Olmadı Vodafone Türkiye… @VodafoneTR @vodafone_de @VodafoneQatar @VodafoneUK @vodafone_es @VodafoneIN @vodafoneNZ @VodafoneAU @VodafoneIreland @Vodafone_VGE @Vodafone_CZ @VodafoneIT @VodafoneEgypt @ogilvypr @SevilWittmann
Olmadı. Bu hareket sende hiç şık durmadı Vodafone Türkiye. Senki bu ülkenin değerlerine (yaptığın sosyal projeler ve özellikle de Beşiktaş kulübünün sponsorluğu) sahip çıkan bir markasın. Son 20 yılı bilişim sektöründe olmak üzere, 32 yıldır ülkemizde gazetecilik yapan Cem Kıvırcık’a, PR ajansınız üzerinden uyguladığınız davranış biçimi benim kabullenebileceğim bir şey değil.

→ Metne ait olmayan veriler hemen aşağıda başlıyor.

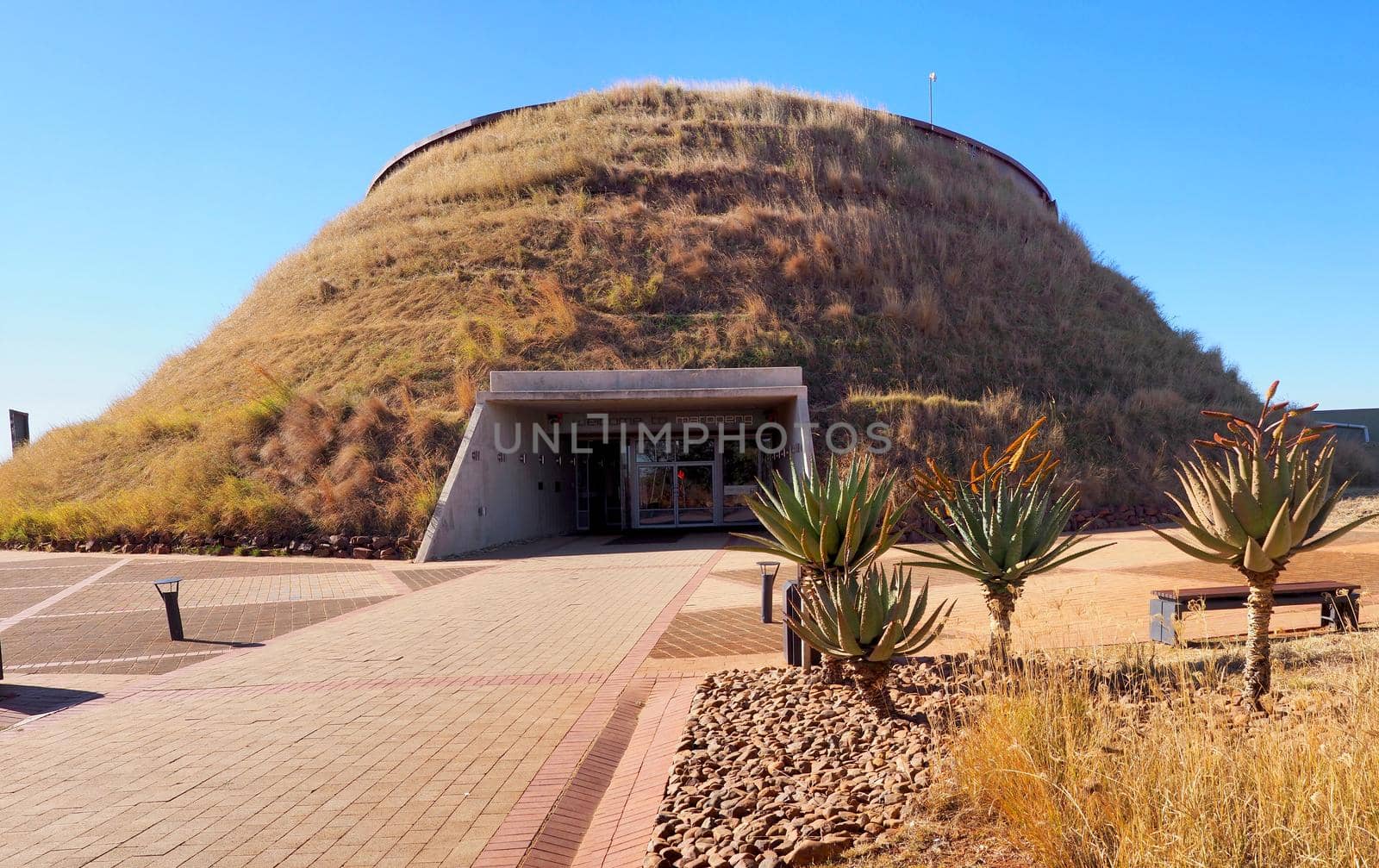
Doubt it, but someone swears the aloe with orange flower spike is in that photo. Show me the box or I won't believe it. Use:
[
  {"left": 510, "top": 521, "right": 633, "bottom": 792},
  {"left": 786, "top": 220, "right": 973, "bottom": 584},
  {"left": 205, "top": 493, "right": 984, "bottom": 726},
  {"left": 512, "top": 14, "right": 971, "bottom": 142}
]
[
  {"left": 902, "top": 416, "right": 1113, "bottom": 659},
  {"left": 1150, "top": 379, "right": 1379, "bottom": 701}
]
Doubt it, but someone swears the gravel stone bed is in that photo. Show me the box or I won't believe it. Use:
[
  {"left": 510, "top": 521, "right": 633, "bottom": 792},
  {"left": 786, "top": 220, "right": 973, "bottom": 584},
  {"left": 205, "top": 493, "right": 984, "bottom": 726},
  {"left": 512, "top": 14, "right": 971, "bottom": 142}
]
[{"left": 644, "top": 662, "right": 958, "bottom": 868}]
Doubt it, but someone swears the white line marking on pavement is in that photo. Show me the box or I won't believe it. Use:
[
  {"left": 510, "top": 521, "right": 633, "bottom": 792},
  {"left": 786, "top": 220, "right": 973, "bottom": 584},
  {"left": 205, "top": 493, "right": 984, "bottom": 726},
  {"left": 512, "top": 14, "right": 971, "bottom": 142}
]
[
  {"left": 9, "top": 648, "right": 221, "bottom": 672},
  {"left": 0, "top": 558, "right": 129, "bottom": 632}
]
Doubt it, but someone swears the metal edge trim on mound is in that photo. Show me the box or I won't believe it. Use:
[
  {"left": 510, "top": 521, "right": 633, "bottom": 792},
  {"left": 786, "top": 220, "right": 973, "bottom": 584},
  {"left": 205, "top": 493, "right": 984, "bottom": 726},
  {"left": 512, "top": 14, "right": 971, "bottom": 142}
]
[{"left": 364, "top": 99, "right": 1058, "bottom": 214}]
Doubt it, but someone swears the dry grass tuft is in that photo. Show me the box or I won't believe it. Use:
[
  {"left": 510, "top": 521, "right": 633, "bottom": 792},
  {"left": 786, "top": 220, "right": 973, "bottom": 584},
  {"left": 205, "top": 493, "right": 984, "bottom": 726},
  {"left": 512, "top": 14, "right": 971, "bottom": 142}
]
[{"left": 949, "top": 632, "right": 1379, "bottom": 868}]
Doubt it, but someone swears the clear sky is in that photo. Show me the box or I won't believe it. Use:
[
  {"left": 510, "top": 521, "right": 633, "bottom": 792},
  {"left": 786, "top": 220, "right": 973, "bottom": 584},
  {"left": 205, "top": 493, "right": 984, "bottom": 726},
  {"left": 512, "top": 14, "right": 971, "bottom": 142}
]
[{"left": 0, "top": 0, "right": 1379, "bottom": 459}]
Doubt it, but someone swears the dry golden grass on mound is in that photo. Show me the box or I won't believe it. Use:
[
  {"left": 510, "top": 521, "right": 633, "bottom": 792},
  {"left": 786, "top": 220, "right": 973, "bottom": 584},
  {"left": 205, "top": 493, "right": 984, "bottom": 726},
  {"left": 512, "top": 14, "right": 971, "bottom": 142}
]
[
  {"left": 0, "top": 83, "right": 1357, "bottom": 538},
  {"left": 895, "top": 631, "right": 1379, "bottom": 868}
]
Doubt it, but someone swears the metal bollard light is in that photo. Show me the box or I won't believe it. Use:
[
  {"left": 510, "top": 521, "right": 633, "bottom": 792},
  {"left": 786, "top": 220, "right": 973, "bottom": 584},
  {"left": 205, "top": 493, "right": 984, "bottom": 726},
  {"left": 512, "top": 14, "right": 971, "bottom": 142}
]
[
  {"left": 153, "top": 578, "right": 182, "bottom": 641},
  {"left": 757, "top": 560, "right": 781, "bottom": 624}
]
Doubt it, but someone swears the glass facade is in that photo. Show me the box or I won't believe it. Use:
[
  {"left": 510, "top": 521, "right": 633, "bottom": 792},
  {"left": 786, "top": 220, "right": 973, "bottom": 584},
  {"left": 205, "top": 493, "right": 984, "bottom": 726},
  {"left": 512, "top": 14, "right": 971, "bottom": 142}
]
[{"left": 627, "top": 432, "right": 779, "bottom": 528}]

Cem’e olan saygımdan bu konuya şu vakte kadar doğrudan girmek istemedim. Fakat gelinen noktada Cem kusura bakmasın, artık ben bu konuya gireceğim ve sonuna kadar da takipçisi olacağım.
Tüm olaylara başından beri (Almanya dahil) en yakından şahit olan biri olarak şunu rahatlıkla söyleyebilirim ki; “Siz haklı değilsiniz!” Cem’in gerek sosyal medyada, gerekse de internet sitesinde yazdıklarını önünüze koyup okursanız bunu göreceksiniz. Kaldı ki “Her piyarcının okuması gereken bir ibret öyküsü: Vodafone, aba altından nasıl sopa gösterir?” başlıklı yazısına sebep olan telefon görüşmesi esnasında yanında ben de vardım. Cem araba kullandığı için telefonu eller serbest (handsfree) modunda açtı. Dolayısıyla tüm telefon konuşmasını ben de dinledim. Kızcağızın kibarlığına ve aba altından sopa göstermesine rağmen, Cem’in sabrına ve kibarlığına bir kez daha hayran kaldım. Hatta ben kendisine “Bu tehdide girer. Ben senin yerinde olsam tehdit davası açarım.” dedim. Fakat o her zaman ki babacanlığı ile “Gerek yok” dedi.
Sonraki yaşananları ise sosyal medyadan ve internet sitelerinden takip ettim. Tüm bu yaşananları yüzeysel takip etmedim. Daha öncesini de sonrasını da derinlemesine takip ettim. Sevil Wittmann’ın Cem ile böyle bir konuşma yapılması için ajansa nasıl bastırdığını, ajansta nasıl bir akıl tutulması yaşandığını ve işin en zor kısmının o kızcağıza nasıl yıkıldığını… Bir kez daha söylüyorum: “Sizler haklı değilsiniz!” Tüm bu yaşananlara rağmen, Cem’in 6 Şubat 2015 Cuma günü Maltepe’deki etkinliğinize gelmesi ise beni kızdırsa da Cem’in kibarlığının en büyük göstergesidir.
Gökhan Öğüt, ben sizi Vodafone Türkiye’nin sağduyulu Genel Müdür Yardımcısı olarak tanıdım. Sonradan CEO oldunuz. Sevindim. Çünkü başına geçtiğiniz marka her ne kadar yabancı bir marka olsa da onu ülkemizin de bir markası haline getireceğinize inanıyordum. Hâlâ da inanıyorum. Fakat bunu sektörünüzün medyasını ve çalışanlarını dışlayarak veya küçük görerek yapamazsınız. Yaşanan Cem olayı, korkarım bizler nezdinde sizlerle ilgili olarak hafızalarımızda hep olumsuz olarak kalacaktır. Bu konuyu çözmesi gereken kişi sizsiniz Sayın Gökhan Öğüt.
Cem’e Vodafone olarak bir “Özür” borcunuz olduğuna inanıyorum. Gereğini yapmanız için hâlâ geç kalmış sayılmazsınız. Bu konunun daha çok su götürmesine izin vermeyeceğinize olan güçlü inancım ise devam ediyor.
Not 1: Cem Kıvırcık’ın Vodafone ile ilgili iki yazısının başlıkları ve linkleri şöyledir:
1.Her piyarcının okuması gereken bir ibret öyküsü: Vodafone, aba altından nasıl sopa gösterir?
2.Yazılmadan “olay haline gelen” dinlemelerle ilgili Vodafone haberi işte budur!
Not 2: Bu yazıda ismi geçen, geçmeyen kurum veya gerçek kişilerden isteyen hukuki yollara başvurabilir. Yok öncesinde biz cevap hakkımızı kullanmak istiyoruz diyenlerin yazdıklarını ise bana göndermeleri halinde virgülüne dokunmadan yayınlayacağım.